To expand this point, the GECF, provides the framework for exchanging experience and information among its Member Countries, builds a mechanism for dialogue between gas producers and consumers for the stability and security of supply and demand in gas markets, promotes gas as a fuel of choice to achieve the UN SDGs and the Paris Agreement goals, while respecting the sovereign rights of its Member Countries over the use of their gas resources.
The bulk of LNG supply for exports from the GECF Member Countries (MCs) are tied to long-term contracts with buyers, which ensures the security of gas supply. The GECF remains committed to fulfilling its contractual obligations for the supply of gas with flexibility, especially during exceptional circumstances, such as Covid-19. Such flexibility from the GECF Member Countries includes the postponement of delivery on some LNG cargoes to the second half of the year due to Covid-19. In contrast, the U.S., which recently became a significant LNG player globally, has been acting as a swing producer. However, this is based on pure economics since the short-run marginal costs of U.S. LNG rose above European gas prices forcing some LNG off-takers to cancel LNG cargoes for loading in Q2 and Q3 of 2020. These cancellations have not come without financial implications since off-takers are obligated to pay the liquefaction cost whether or not the LNG cargo is lifted.
It should be noted that gas market is cyclical and experiences periods of high and low spot prices mainly due to the lack of stable investment in gas export projects.

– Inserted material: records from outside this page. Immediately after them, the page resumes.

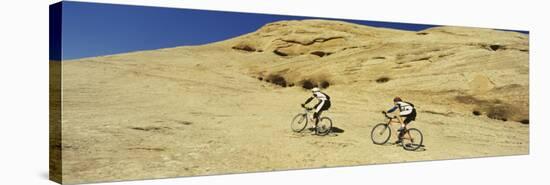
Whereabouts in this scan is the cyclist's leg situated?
[399,115,413,138]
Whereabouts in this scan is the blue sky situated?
[50,1,526,60]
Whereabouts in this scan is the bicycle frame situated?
[383,112,413,140]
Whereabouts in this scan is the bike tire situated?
[370,123,391,145]
[315,117,332,136]
[290,113,308,132]
[402,128,424,151]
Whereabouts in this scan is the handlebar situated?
[382,111,397,119]
[302,104,313,110]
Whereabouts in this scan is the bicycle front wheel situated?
[370,123,391,145]
[403,128,424,151]
[316,117,332,136]
[290,113,308,132]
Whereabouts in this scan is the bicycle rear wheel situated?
[316,117,332,136]
[290,113,308,132]
[403,128,424,151]
[370,123,391,145]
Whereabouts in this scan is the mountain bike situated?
[371,112,424,151]
[290,106,332,136]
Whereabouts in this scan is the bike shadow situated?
[308,127,345,134]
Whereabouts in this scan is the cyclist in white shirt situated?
[388,97,416,143]
[302,87,330,134]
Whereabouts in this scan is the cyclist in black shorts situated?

Historically, gas market has always been able to balance itself, at lower spot prices, during periods of oversupply without any need to curb production. However, we are facing exceptional circumstances, which have forced high-cost gas and LNG producers and exporters without a firm hold in market to lower their production. The GECF MCs are among the lowest cost producers globally and are able to weather this storm, particularly through their LNG supply, since most of the operational LNG projects in the GECF Member Countries have recouped their initial investment.
The current year has brought multiple challenges for the GECF members. We have witnessed plummeting gas demand across the world because of the lockdown measures as well as the global LNG oversupply and spot gas prices at record lows. These unfavourable trends have affected the business of gas industry.
May GECF, as an intergovernmental organization, change its policies?
The GECF continues to uphold its founding principles. In accordance with the GECF Statute and Long-Term Strategy, the GECF is devoted to represent the framework for sharing experience, views, and information among its Member Countries as well as to support the sovereign rights of its Member Countries over their respective natural gas resources. The GECF is committed to contribute to the global security of gas supply.
All GECF Member Countries have replied to the current unfavourable conditions by implementing their own corrective measures. For instance, various national oil and gas companies have announced a reduction in their investment budgets while others have decreased gas supply to the regional and global markets. And this has been done independently by Member Countries as a normal reaction to the market dynamics.
We believe that in the current unfavourable conditions, there will be emergence of new opportunities for the global gas industry in general and for the GECF Member Countries in particular. That is why we consider it important to step up the promotion of natural gas as a destination fuel and a fuel of choice as well as to support our Member Countries in evaluating and foreseeing developments on gas markets up to 2050 and beyond.